PERCHÉ UN PROTOCOLLO. Poter utilizzare un protocollo unico di semplice applicazione, ma validato scientificamente, permette di paragonare nel tempo e nello spazio l’evoluzione del fenomeno, e quindi di valutare tempestivamente ed efficacemente i risultati delle misure messe in atto per la riduzione delle plastiche a mare.
La metodologia individuata per il monitoraggio dei rifiuti galleggianti andrà ad aggiornare le linee guida europee per i monitoraggi previsti dalla Marine Strategy, mentre in Italia il protocollo MedSeaLitter verrà utilizzato dalle agenzie regionali per i monitoraggi previsti in attuazione della Direttiva.
Il Mediterraneo è uno dei 25 'biodiversity hotspots' del mondo, ovvero una delle regioni con il maggior numero di specie viventi in tutto il pianeta. È anche un punto cruciale per gran parte delle rotte migratorie degli uccelli paleartici, e nelle sue acque vivono circa 900 specie di pesci e cetacei e circa 400 specie vegetali.
RILEVAMENTI IN MARE E CON DRONI. Nell’ambito del progetto, per testare la metodologia di osservazione dei rifiuti, tra febbraio 2017 a dicembre 2018 sono stati esaminati oltre 20.000 km di transetti di mare, di cui circa 1.600 km con piccole e medie imbarcazioni e quasi 19.000 km con traghetti; sono stati individuati 6.500 oggetti galleggianti tra naturali (tra il 13 e il 25%) e rifiuti dovuti ad attività umane (tra il 75 e l’87%), di cui la maggior parte (tra l’80 e il 90%) composto da polimeri artificiali (plastica), mentre il restante è composto da carta (circa 3%), e poi vetro, metallo e tessuti.
I monitoraggi effettuati tramite drone, ad una quota variabile da 20 a 65 metri sul livello del mare, hanno individuato sottocosta una densità di oggetti che varia da 34 a 40 oggetti ogni chilometro quadro. Gli oggetti galleggianti più frequenti provengono dal settore pesca e da quello legato al cibo: il 23% è costituito da cassette di polistirene espanso, il 16% da bottiglie di plastica, il 15% da frammenti di oggetti non riconoscibili, mentre il 13% dei rifiuti in mare è composto da buste di plastica e l’11% da frammenti di polistirolo.

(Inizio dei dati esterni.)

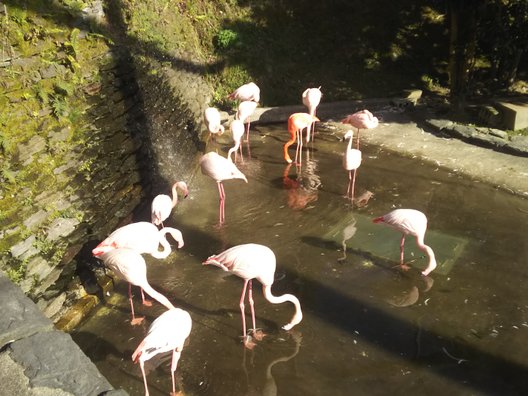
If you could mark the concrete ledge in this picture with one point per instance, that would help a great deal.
(514, 113)
(36, 359)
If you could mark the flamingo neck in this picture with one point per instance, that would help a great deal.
(164, 253)
(297, 317)
(430, 253)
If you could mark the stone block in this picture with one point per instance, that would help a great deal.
(514, 113)
(53, 360)
(20, 317)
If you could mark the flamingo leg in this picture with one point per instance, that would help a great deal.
(144, 300)
(247, 131)
(134, 321)
(175, 358)
(142, 365)
(403, 266)
(353, 186)
(221, 211)
(252, 304)
(242, 308)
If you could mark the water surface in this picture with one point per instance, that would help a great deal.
(368, 327)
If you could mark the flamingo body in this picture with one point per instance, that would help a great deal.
(351, 162)
(167, 333)
(130, 266)
(249, 91)
(213, 121)
(410, 222)
(162, 204)
(143, 237)
(296, 123)
(237, 131)
(253, 261)
(219, 169)
(363, 119)
(311, 98)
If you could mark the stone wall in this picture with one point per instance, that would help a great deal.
(140, 131)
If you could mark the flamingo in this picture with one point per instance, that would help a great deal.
(251, 261)
(220, 169)
(130, 266)
(249, 91)
(162, 204)
(143, 237)
(413, 222)
(296, 123)
(311, 98)
(237, 130)
(245, 109)
(168, 332)
(213, 121)
(351, 161)
(361, 120)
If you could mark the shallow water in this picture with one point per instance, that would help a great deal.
(368, 327)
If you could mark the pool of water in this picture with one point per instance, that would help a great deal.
(368, 327)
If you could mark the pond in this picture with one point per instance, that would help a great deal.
(368, 327)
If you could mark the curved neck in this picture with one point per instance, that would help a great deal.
(164, 253)
(349, 145)
(430, 253)
(297, 317)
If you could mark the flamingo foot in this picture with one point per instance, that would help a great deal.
(137, 321)
(405, 267)
(248, 342)
(258, 334)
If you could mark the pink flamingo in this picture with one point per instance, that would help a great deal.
(413, 222)
(220, 169)
(167, 333)
(245, 109)
(296, 123)
(130, 266)
(143, 237)
(213, 121)
(251, 261)
(351, 161)
(311, 99)
(162, 204)
(237, 131)
(361, 120)
(249, 91)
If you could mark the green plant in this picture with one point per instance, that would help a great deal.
(226, 38)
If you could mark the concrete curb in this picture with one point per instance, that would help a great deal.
(36, 359)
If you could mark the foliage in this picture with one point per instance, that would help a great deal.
(226, 38)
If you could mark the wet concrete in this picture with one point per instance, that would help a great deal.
(368, 328)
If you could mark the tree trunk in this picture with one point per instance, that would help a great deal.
(462, 45)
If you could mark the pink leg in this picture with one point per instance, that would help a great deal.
(144, 300)
(242, 308)
(353, 185)
(252, 304)
(402, 249)
(142, 365)
(221, 214)
(175, 358)
(134, 321)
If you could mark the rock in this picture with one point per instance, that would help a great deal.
(61, 228)
(25, 248)
(53, 360)
(24, 317)
(514, 113)
(36, 219)
(34, 146)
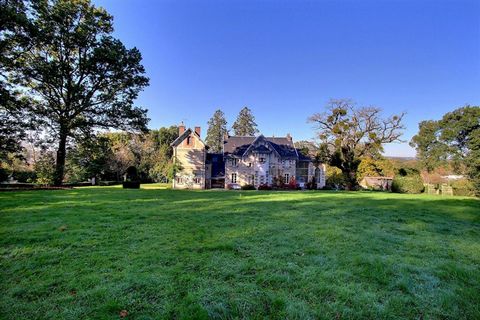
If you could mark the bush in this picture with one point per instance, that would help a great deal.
(264, 187)
(24, 176)
(3, 174)
(463, 187)
(131, 185)
(407, 184)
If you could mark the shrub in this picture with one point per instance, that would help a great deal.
(407, 184)
(3, 174)
(24, 176)
(131, 185)
(463, 187)
(264, 187)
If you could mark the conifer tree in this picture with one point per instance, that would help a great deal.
(217, 127)
(245, 124)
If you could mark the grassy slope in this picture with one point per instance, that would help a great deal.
(186, 254)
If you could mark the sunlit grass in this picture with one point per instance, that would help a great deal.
(157, 253)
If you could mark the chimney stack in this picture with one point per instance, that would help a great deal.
(197, 130)
(181, 129)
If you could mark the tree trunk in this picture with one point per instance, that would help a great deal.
(351, 180)
(61, 154)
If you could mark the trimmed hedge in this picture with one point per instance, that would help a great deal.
(463, 187)
(407, 184)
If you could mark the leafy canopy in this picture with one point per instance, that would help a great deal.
(217, 128)
(79, 77)
(245, 124)
(347, 134)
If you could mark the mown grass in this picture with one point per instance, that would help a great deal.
(158, 253)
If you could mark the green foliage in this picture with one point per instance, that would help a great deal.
(370, 167)
(88, 158)
(14, 30)
(45, 169)
(245, 124)
(4, 174)
(463, 187)
(23, 176)
(407, 184)
(347, 134)
(456, 137)
(217, 129)
(168, 254)
(80, 77)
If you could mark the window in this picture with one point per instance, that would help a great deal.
(262, 179)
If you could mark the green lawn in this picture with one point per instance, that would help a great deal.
(159, 253)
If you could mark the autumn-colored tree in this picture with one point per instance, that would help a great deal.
(347, 134)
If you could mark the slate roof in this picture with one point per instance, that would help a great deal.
(185, 134)
(236, 146)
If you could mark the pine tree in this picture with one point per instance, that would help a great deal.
(245, 124)
(217, 127)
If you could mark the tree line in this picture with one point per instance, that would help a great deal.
(68, 91)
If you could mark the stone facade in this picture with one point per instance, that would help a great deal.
(190, 153)
(245, 161)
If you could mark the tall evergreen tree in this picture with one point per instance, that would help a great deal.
(217, 127)
(245, 124)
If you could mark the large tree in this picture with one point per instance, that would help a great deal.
(245, 124)
(455, 138)
(217, 128)
(80, 77)
(347, 134)
(15, 31)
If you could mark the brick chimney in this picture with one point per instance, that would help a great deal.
(181, 129)
(197, 130)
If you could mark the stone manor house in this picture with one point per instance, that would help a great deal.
(245, 160)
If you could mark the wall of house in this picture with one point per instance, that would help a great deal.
(249, 170)
(190, 154)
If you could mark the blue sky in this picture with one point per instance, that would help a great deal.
(286, 59)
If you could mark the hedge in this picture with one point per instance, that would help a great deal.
(407, 184)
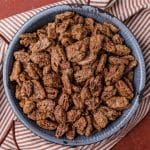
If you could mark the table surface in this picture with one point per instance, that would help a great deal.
(139, 137)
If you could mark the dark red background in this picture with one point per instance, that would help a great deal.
(139, 137)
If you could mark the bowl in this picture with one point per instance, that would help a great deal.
(101, 16)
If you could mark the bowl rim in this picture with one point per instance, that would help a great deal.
(34, 129)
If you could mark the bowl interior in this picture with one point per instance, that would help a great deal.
(43, 18)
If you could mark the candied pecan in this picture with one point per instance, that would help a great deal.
(51, 31)
(40, 45)
(16, 70)
(57, 55)
(106, 30)
(46, 105)
(111, 114)
(111, 27)
(85, 93)
(95, 85)
(63, 26)
(60, 114)
(38, 90)
(129, 83)
(73, 115)
(30, 69)
(28, 106)
(92, 103)
(101, 63)
(64, 101)
(123, 89)
(51, 92)
(51, 80)
(66, 82)
(117, 39)
(80, 125)
(89, 128)
(46, 69)
(61, 130)
(23, 76)
(77, 51)
(115, 73)
(26, 89)
(89, 24)
(22, 56)
(71, 134)
(42, 59)
(18, 92)
(108, 92)
(95, 46)
(32, 115)
(64, 16)
(78, 32)
(117, 60)
(98, 28)
(100, 120)
(83, 74)
(65, 39)
(78, 102)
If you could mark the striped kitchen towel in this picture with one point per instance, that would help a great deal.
(135, 14)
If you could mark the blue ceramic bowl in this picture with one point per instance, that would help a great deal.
(43, 18)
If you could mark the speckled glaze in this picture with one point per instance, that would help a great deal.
(43, 18)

IMPATTO SULLA FAUNA MARINA. É stato monitorato anche l’impatto sulla fauna marina, che ha rivelato la presenza di oggetti e frammenti plastici nel tratto digestivo di oltre il 65% delle tartarughe Caretta caretta esaminate e nel 50% dei pesci Boga. Lo studio è stato eseguito su oltre 130 esemplari di tartaruga marina Caretta caretta, già decedute, recuperate grazie alle reti di spiaggiamento tra il 2017 e il 2018 in Spagna, Francia, Italia e Grecia. Tra gli oggetti identificabili trovati durante le necropsie ci sono etichette di birra, bastoncini di lecca-lecca, palloncini e involucri di caramelle.

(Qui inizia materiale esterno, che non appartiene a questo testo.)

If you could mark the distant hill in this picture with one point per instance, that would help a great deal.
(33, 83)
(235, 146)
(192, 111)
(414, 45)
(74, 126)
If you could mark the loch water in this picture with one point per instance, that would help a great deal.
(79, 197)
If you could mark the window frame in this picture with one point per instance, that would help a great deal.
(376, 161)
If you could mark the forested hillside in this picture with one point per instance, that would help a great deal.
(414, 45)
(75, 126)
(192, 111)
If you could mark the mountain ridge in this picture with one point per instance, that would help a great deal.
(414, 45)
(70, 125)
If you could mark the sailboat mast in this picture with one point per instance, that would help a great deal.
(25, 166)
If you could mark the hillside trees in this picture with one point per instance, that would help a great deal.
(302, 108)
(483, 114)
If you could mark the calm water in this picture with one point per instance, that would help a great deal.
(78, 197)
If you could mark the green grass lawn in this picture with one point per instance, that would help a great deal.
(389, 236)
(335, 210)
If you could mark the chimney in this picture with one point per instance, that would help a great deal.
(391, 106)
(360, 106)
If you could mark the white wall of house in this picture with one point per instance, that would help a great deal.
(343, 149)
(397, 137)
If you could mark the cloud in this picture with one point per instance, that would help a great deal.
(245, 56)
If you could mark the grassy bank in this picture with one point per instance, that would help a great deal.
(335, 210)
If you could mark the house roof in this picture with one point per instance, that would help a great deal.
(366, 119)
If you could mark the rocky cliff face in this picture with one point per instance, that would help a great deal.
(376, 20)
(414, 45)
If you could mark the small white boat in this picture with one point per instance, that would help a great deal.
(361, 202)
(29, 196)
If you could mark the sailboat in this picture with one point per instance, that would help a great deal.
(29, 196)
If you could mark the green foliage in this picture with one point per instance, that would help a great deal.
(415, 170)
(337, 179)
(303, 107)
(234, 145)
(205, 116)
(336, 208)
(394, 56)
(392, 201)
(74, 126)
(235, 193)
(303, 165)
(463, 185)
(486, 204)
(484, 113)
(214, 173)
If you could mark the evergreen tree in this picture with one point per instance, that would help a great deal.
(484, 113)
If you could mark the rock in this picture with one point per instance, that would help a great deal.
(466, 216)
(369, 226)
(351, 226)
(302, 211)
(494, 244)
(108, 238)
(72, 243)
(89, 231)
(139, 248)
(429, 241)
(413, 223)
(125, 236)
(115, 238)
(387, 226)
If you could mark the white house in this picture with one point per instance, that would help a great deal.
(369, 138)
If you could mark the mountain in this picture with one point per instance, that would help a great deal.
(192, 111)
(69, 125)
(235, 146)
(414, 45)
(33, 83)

Per i monitoraggi sulle microparticelle ingerite dalle specie ittiche è stato usato come indicatore il pesce Boga (Boops boops). Nel complesso, tra il 2018 e il 2019, sono stati analizzati 750 individui e sono stati trovati oltre mille frammenti di plastica in poco più della metà di questi (51%), con una media presenza tra 1 e 5 frammenti, con un’incidenza variabile a seconda dell’area geografica di analisi.